Discussion: This study shows that the 2-point and whole-leg strategies are equivalent in the management of symptomatic patients with suspected DVT. Despite a significantly higher initial prevalence of DVT in the whole-leg group (absolute difference, 4.3%; 95% CI, 0.5%-8.1%), the long-term outcomes of the patients were similar. The difference was entirely accounted for by cases of isolated calf DVT identified by the whole-leg strategy which suggests that detecting isolated calf DVT may not be as relevant as previously suspected. In addition, the initial prevalence of proximal DVT were similar in both groups (22.1% in the 2-point group vs 20.2% in the whole-leg group). This demonstrates that thorough evaluation including the superficial and deep femoral veins are not necessary as it did not increase the overall diagnostic yield of the whole-leg strategy. 
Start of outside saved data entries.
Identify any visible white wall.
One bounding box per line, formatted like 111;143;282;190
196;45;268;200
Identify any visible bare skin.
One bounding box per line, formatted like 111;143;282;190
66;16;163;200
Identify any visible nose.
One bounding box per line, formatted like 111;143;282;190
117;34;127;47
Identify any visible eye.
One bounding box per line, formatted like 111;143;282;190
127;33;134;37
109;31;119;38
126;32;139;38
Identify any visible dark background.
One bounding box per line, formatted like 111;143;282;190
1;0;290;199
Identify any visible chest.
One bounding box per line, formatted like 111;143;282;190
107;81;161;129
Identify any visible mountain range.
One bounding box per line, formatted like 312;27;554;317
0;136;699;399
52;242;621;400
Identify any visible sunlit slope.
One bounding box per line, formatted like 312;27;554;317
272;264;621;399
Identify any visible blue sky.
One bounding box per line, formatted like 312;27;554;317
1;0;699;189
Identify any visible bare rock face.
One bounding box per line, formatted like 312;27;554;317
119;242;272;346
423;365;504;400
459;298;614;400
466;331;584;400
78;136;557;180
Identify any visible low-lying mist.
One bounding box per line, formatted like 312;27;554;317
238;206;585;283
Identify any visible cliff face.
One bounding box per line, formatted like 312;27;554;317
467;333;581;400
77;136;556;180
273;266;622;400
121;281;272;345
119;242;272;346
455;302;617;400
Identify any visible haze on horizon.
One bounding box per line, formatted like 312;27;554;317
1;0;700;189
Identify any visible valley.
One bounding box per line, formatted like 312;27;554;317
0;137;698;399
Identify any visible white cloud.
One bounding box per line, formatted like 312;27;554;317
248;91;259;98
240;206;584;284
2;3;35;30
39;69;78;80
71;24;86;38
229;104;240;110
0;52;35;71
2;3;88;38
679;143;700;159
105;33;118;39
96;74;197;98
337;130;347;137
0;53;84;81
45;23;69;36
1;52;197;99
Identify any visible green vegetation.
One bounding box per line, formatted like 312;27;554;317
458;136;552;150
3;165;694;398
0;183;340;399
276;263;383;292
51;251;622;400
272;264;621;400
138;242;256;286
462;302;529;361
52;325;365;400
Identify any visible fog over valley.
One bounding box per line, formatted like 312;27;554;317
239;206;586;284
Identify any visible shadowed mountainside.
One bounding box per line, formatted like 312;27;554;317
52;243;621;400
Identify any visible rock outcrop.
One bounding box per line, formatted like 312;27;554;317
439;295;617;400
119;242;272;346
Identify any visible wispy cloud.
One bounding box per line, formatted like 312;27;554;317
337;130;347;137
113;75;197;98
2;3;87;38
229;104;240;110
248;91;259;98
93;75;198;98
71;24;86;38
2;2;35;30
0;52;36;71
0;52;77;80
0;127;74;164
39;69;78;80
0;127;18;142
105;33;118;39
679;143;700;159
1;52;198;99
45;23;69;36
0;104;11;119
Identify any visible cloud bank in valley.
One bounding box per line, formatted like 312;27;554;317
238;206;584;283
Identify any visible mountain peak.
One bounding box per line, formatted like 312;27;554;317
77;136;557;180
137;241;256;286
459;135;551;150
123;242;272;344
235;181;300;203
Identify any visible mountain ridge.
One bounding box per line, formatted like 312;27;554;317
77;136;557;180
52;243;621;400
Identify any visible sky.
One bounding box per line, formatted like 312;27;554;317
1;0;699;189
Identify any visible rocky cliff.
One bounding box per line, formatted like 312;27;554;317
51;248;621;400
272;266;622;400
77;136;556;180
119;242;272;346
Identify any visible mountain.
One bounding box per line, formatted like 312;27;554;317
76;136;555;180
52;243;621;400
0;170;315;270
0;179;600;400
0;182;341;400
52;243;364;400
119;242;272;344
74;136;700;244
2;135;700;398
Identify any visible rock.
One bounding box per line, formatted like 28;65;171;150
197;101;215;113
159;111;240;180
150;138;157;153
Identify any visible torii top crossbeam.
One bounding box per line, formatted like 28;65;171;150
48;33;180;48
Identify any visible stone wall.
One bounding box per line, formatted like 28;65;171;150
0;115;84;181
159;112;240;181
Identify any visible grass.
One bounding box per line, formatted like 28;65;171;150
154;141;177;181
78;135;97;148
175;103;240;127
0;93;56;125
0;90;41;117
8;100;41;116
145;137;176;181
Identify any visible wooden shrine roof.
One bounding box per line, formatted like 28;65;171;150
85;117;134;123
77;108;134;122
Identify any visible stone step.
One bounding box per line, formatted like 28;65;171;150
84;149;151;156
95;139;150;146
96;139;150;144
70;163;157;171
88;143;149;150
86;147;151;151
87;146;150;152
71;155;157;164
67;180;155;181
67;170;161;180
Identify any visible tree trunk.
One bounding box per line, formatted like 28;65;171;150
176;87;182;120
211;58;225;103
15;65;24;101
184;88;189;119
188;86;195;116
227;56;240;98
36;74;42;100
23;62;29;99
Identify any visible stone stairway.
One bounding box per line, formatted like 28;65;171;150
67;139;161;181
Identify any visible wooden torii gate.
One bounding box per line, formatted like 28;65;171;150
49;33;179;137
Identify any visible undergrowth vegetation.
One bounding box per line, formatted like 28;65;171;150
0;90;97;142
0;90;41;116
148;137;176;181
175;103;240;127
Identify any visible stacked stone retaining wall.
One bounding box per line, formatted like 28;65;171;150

Takeaway: Both serial 2-point ultrasonography plus D-dimer and whole-leg color-coded Doppler ultrasonography are reliable diagnostic tools for managing symptomatic patients with suspected DVT of the lower extremities. The 2-point method is simple, convenient and widely available, although it does require repeat testing in some patients. The whole-leg method offers a 1-day answer for patients with severe calf complaints, travelers and those living far away from healthcare services, but requires more experienced personnel so less readily available, possibly more expensive and may expose patients to the risks of unnecessary anticoagulation.